Egidio era nella stalla che sellava il cavallo e quando si trovo’ di fronte quel soldato in
divisa, con l’elmetto luccicante e la baionetta in mano, ebbe un attimo di
smarrimento, urlo’ di terrore prima che la bomba lo facesse a pezzi. Ninninu
scavalco’ il cavallo ferito che nitriva disperato, uscì come una furia sulla
strada con la baionetta in mano e pugnalo’ Ginedda che accorreva allarmato
dallo scoppio. Nella casa a fianco, Elvira vide il suo uomo correre verso di lei
e non si sottrasse. Lo amava oltre se stessa e si sapeva riamata. Con lui non
poteva correre pericoli, gli si era sempre affidata con l’animo da bambina.
Ninneddu aveva uno sguardo dolcissimo quando le prese la mano e l’attiro’ a se’.
Non si accorse del colpo di pistola che mise fine ai suoi anni.
Ninneddu fuggi’ verso la montagna. Coa de Orroli era appena illuminato dal sole quando, ritto
sulla roccia, vide avvicinarsi i carabinieri. Davanti a lui si ergeva Pizzu ‘e
Monti, e la valle era solcata dal fiume ingrossato dalle piogge recenti. Un
gregge punteggiava di bianco un prato di Bageniedda immerso nel verde cupo
delle querce.
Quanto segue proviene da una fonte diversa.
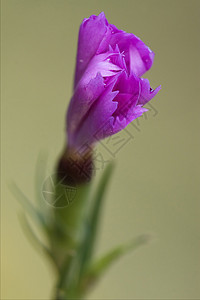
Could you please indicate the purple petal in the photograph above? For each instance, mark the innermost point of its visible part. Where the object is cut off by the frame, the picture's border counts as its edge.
(84, 96)
(98, 122)
(91, 34)
(139, 58)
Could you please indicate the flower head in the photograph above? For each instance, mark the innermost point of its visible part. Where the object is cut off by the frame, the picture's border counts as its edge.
(109, 92)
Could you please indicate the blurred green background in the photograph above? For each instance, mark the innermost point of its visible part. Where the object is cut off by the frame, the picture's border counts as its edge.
(155, 187)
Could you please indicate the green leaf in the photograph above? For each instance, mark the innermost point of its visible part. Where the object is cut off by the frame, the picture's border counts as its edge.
(73, 270)
(29, 208)
(91, 225)
(99, 267)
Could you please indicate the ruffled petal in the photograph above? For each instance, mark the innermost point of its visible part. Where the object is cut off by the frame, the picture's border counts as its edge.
(91, 35)
(100, 116)
(138, 57)
(85, 95)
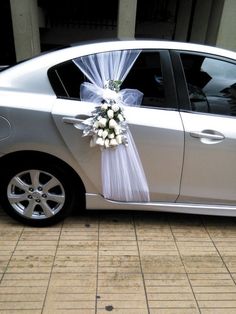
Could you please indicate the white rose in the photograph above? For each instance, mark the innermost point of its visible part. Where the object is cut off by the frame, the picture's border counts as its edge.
(107, 143)
(119, 139)
(112, 124)
(111, 135)
(117, 130)
(104, 107)
(100, 132)
(100, 141)
(102, 122)
(113, 142)
(104, 134)
(120, 117)
(110, 113)
(115, 107)
(93, 141)
(96, 125)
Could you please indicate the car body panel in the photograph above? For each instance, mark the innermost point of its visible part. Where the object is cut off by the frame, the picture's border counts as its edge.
(158, 132)
(209, 172)
(185, 173)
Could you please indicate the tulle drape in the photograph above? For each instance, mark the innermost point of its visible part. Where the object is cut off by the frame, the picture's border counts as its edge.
(123, 177)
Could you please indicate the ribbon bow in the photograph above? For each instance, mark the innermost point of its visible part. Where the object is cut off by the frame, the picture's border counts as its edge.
(108, 126)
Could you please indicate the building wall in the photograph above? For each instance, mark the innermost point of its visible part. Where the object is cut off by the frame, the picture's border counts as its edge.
(37, 25)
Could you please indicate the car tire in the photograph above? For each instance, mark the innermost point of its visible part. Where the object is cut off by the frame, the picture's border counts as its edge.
(37, 194)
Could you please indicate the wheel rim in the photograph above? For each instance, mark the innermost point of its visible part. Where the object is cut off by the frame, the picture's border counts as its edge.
(36, 194)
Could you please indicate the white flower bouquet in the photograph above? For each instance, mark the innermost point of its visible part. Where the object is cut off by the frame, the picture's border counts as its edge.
(108, 126)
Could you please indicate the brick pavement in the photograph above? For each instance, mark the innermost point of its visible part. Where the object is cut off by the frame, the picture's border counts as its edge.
(123, 263)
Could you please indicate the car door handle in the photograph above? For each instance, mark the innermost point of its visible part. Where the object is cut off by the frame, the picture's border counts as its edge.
(208, 134)
(78, 120)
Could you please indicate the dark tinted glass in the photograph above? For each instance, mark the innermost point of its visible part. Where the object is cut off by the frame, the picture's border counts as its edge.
(65, 79)
(211, 84)
(146, 76)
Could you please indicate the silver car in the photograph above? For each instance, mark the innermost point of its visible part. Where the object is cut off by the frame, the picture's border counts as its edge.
(184, 129)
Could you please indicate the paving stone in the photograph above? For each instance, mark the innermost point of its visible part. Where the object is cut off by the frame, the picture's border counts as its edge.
(139, 263)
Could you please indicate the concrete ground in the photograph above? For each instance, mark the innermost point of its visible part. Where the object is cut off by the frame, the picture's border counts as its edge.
(124, 263)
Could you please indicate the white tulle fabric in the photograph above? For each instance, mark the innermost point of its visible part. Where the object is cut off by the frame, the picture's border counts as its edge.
(123, 177)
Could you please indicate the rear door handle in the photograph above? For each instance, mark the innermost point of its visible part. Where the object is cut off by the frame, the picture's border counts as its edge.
(71, 120)
(208, 134)
(79, 119)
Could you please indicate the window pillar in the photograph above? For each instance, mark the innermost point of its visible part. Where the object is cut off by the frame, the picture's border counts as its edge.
(126, 18)
(25, 28)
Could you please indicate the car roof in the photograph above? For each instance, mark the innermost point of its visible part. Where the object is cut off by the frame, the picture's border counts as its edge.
(34, 70)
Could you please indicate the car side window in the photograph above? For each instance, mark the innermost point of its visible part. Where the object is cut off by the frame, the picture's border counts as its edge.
(211, 84)
(146, 76)
(65, 79)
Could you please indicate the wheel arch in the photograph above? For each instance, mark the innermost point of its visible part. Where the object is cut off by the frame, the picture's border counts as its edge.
(27, 155)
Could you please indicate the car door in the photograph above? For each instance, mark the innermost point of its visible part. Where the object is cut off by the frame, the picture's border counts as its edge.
(209, 170)
(156, 126)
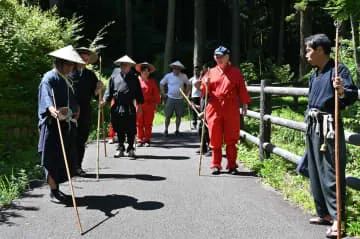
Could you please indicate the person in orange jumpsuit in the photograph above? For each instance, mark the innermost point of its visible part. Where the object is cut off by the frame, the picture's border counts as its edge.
(151, 99)
(226, 92)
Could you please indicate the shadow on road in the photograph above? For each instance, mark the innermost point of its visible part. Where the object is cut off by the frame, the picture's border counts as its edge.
(145, 177)
(112, 202)
(162, 157)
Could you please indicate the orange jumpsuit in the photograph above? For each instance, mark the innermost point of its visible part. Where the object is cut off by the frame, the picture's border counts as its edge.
(227, 90)
(151, 98)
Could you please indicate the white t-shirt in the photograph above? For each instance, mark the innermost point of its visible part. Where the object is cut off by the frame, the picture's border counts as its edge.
(194, 92)
(174, 83)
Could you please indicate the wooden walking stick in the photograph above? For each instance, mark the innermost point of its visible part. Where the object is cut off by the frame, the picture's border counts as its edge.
(204, 119)
(337, 160)
(102, 112)
(67, 168)
(190, 104)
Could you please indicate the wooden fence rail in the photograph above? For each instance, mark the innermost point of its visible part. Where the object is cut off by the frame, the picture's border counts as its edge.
(263, 142)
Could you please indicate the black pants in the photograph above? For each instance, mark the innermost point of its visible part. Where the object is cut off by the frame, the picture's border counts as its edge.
(84, 125)
(322, 170)
(125, 127)
(196, 101)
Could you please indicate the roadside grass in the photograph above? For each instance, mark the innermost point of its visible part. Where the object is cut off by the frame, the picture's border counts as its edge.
(281, 174)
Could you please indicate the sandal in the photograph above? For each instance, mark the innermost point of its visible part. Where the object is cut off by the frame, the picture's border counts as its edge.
(321, 221)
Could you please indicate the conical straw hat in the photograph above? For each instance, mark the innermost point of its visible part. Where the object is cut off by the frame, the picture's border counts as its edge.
(138, 66)
(125, 59)
(178, 64)
(67, 53)
(92, 54)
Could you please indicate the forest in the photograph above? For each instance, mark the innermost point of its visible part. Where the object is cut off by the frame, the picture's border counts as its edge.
(266, 39)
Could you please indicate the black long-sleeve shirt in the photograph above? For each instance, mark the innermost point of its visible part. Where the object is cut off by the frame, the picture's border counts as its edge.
(322, 92)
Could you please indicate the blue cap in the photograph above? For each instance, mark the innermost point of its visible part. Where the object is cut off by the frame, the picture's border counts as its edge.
(221, 50)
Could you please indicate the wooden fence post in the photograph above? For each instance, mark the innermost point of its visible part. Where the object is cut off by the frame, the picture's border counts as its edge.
(265, 125)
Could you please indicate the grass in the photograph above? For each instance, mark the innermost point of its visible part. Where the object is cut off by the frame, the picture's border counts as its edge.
(280, 173)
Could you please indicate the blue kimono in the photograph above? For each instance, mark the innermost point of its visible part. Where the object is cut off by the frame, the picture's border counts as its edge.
(52, 158)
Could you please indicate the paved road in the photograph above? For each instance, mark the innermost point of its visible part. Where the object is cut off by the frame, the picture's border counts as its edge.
(159, 195)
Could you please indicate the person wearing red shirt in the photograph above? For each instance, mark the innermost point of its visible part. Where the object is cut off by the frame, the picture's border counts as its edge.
(226, 91)
(151, 99)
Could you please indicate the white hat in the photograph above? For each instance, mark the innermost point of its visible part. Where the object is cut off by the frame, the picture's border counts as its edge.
(178, 64)
(93, 57)
(138, 67)
(67, 53)
(124, 59)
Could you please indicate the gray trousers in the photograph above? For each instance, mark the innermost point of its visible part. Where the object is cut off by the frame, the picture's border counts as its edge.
(322, 169)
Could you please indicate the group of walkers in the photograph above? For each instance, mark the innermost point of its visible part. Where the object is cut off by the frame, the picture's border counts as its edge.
(65, 93)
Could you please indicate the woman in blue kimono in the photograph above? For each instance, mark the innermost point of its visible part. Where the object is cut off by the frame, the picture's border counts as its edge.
(55, 84)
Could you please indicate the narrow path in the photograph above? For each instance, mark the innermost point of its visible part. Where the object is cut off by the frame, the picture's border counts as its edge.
(159, 195)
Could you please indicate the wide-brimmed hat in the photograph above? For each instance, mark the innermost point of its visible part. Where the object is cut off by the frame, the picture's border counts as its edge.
(177, 64)
(221, 50)
(93, 57)
(125, 59)
(138, 67)
(67, 53)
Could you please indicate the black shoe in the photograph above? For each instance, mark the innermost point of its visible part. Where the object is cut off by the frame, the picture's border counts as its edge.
(233, 171)
(215, 171)
(56, 196)
(119, 153)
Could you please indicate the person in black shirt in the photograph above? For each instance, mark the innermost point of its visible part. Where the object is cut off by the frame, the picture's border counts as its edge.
(86, 86)
(320, 144)
(125, 88)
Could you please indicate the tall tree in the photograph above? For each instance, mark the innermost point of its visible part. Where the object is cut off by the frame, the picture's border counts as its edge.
(129, 28)
(169, 43)
(199, 32)
(235, 33)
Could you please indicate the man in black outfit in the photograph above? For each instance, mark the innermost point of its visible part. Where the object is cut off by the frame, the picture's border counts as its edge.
(86, 86)
(125, 88)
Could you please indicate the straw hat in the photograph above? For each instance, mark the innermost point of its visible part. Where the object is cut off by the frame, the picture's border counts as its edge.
(67, 53)
(138, 67)
(178, 64)
(92, 54)
(125, 59)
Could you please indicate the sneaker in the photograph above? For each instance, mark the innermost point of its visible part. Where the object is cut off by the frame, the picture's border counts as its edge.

E li’ in fondo, oltre la montagna, scorse le lunghe fila dei
nemici in fuga, ne sentiva le urla concitate, il cigolio delle ruote dei carri e
le canne delle mitragliatrici sul dorso dei muli.
Era calmo, aveva vinto la sua guerra. Ed Elvira non aveva avuto paura. Lo amava e lo aveva amato fino alla
fine. Ora poteva andare via con quell’ultima, consolante certezza, e raggiungerla in un mondo senza nemici da uccidere.
Grido’ per l’ultima volta la sua sfida sulla trincea conquistata.
E sparo’ l’ultimo colpo.

Tzia Verginia poté abbracciare il figlio morto per poche ore.
E quando il prete, seguendo la consuetudine di seppellire gli omicidi di notte, si presento’ ai
primi chiarori dell’alba per accompagnare il corpo nel cimitero, la vecchia
noto’ il suo disagio e gli fece cenno di non parlare… “Su vicariu, fakkidi
kussu ki teppit fai, est Deus a perdonai, s’omini non podidi, non
cumprendidi”.
E così fu sepolto l’uomo che aveva ucciso per sopravvivere ai
suoi incubi.

 

Tonino Serra.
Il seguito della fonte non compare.